The second assay, RaDaR, tracks 48 genetic variants from the patient's cancer to try to detect the low levels of circulating tumor DNA present in people who have undergone oncology surgeries or have early-stage disease. Inivata compared the sensitivity of its test favorably to a rival assay from Natera in lung and breast cancer.
NeoGenomics highlighted the minimal residual disease (MRD) applications of Inivata's technology as particularly exciting but said it will take time to realize the opportunity. RaDar was CAP/CLIA validated at Inivata's lab in North Carolina in December, but NeoGenomics has downplayed the likelihood of the test becoming a significant component of its revenues before 2023.
"In the community setting, of course, I think we have to be realistic. This will be a gradual uptake. But we're already seeing an increasing adoption of liquid biopsy and we're leading the way. And so we think as we bring MRD on board in '22 and beyond, we'll be in a really great position to be part of that acceleration and get in early," NeoGenomics CEO Mark Mallon told investors.
Analysts at Craig-Hallum said executing the deal now, rather than waiting until closer to the end-of-year expiration of the option, will enable NeoGenomics to better prepare for the introduction of RaDaR. The analysts expect the promotion of the test through the existing community sales team to "dramatically accelerate" NeoGenomics' test volume and average selling price.
"Once thought to be a commodity testing company, the recent developments give us confidence that NeoGenomics can truly morph into an all-in-one specialty cancer franchise," the analysts wrote in a note to investors. The confidence is underpinned, in part, by the acquisition of Inivata and the $65 million pick up of Trapelo Health in March for its decision-support platform.
NeoGenomics has facilitated the liquid biopsy portion of its transformation for a sum far smaller than Illumina's $7 billion to $8 billion price tag for Grail, which is facing some regulatory opposition, and Exact Sciences' $2.15 billion acquisition of Thrive Earlier Detection. The gulf between the valuations reflects both differences between the companies and the timings of the deals.

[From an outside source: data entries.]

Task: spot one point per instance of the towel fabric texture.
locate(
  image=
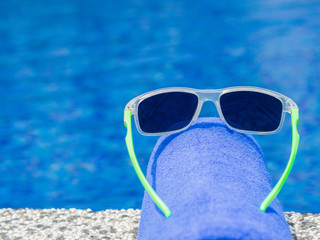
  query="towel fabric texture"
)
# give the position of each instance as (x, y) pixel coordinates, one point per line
(213, 180)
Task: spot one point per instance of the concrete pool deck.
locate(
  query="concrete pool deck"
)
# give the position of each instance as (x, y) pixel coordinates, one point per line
(63, 224)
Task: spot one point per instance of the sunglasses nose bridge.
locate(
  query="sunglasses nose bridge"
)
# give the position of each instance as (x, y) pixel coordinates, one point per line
(209, 96)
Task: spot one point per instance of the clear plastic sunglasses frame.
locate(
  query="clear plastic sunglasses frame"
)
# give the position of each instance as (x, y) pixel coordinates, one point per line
(288, 106)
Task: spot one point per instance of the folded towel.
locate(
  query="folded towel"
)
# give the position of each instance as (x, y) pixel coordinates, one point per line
(213, 180)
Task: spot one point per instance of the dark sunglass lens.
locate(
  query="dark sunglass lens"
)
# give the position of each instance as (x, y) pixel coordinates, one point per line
(167, 111)
(251, 111)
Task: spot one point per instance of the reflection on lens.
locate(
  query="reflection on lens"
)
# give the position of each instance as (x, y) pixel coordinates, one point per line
(167, 111)
(251, 111)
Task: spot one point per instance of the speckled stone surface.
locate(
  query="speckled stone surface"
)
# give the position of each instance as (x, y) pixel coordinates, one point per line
(60, 224)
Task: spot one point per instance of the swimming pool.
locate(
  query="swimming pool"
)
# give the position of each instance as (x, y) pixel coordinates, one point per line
(67, 69)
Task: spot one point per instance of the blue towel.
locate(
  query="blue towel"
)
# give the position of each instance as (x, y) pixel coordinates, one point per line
(213, 180)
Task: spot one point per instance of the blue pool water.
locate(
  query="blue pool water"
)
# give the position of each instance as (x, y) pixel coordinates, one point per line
(67, 69)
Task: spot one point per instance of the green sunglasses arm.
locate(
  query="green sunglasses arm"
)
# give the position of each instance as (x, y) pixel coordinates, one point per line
(294, 149)
(157, 200)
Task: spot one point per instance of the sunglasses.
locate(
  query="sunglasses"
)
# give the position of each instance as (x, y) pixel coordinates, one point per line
(249, 110)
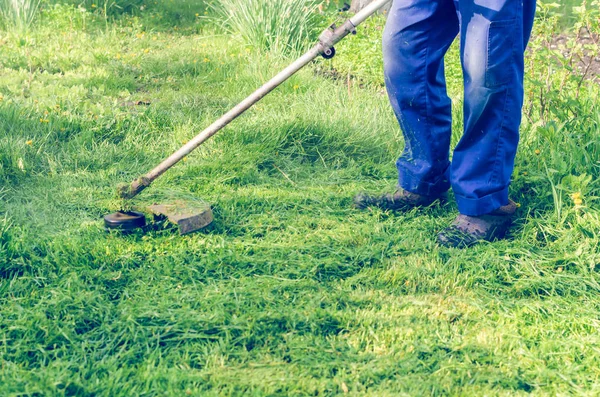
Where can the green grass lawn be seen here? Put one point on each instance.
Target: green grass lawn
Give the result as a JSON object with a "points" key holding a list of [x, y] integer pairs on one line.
{"points": [[290, 291]]}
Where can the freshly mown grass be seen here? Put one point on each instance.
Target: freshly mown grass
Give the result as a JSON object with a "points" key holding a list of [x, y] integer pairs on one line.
{"points": [[290, 291]]}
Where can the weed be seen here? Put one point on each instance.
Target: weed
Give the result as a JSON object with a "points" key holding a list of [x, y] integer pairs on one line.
{"points": [[18, 14], [279, 26]]}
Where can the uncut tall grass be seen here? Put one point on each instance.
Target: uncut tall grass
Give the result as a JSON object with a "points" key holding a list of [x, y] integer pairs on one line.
{"points": [[282, 26], [18, 14]]}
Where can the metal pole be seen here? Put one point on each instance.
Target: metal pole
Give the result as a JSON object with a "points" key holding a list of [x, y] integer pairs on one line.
{"points": [[327, 40]]}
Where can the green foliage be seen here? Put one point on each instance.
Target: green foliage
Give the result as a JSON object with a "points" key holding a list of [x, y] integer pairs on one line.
{"points": [[290, 291], [106, 7], [279, 26]]}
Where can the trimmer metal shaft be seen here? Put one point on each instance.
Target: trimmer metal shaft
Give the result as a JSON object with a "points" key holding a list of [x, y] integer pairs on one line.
{"points": [[324, 47]]}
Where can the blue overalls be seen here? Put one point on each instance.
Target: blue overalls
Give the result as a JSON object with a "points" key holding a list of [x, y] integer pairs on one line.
{"points": [[493, 37]]}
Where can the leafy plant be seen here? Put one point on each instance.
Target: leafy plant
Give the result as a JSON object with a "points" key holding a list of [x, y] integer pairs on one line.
{"points": [[281, 26], [18, 14]]}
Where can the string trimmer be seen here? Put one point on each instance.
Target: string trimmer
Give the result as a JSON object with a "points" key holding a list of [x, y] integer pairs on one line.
{"points": [[188, 218]]}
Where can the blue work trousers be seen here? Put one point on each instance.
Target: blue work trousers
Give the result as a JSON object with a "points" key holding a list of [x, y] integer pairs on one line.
{"points": [[493, 37]]}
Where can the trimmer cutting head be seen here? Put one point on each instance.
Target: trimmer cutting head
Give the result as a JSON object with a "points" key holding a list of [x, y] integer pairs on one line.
{"points": [[188, 217]]}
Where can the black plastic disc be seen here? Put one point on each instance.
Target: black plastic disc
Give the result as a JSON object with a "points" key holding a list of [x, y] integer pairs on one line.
{"points": [[328, 53], [125, 221]]}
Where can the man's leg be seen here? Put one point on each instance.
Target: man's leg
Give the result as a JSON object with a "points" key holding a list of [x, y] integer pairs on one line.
{"points": [[494, 34], [416, 38]]}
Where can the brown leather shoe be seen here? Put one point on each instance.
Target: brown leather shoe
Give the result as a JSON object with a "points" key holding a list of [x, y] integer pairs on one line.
{"points": [[399, 200], [466, 231]]}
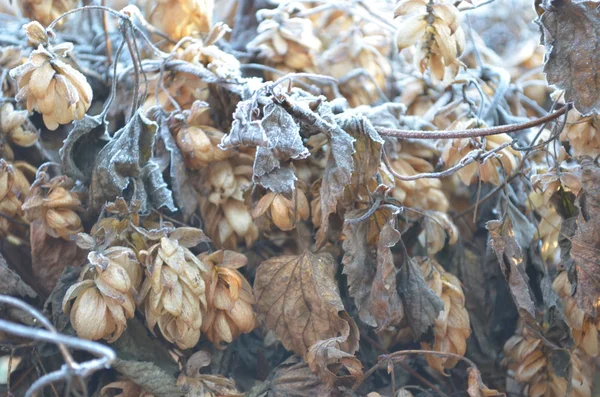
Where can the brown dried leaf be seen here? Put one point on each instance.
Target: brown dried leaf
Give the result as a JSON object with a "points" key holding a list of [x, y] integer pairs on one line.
{"points": [[325, 359], [292, 378], [476, 386], [584, 274], [421, 305], [11, 284], [298, 298], [50, 256], [510, 258], [369, 265], [570, 33]]}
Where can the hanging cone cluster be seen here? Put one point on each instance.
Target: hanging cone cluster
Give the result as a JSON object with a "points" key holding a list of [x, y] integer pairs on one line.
{"points": [[104, 295], [174, 291], [229, 298], [284, 212], [436, 29], [528, 359], [50, 86], [586, 330]]}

By setting the price for Inivata last year, NeoGenomics thinks it secured a substantially lower price than if it struck the deal today, a view echoed by William Blair.
"We believe that if Inivata was a stand-alone asset in the market today, it would trade for several times what NeoGenomics was able to secure as the purchase price over a year ago," the analysts wrote in a note to investors.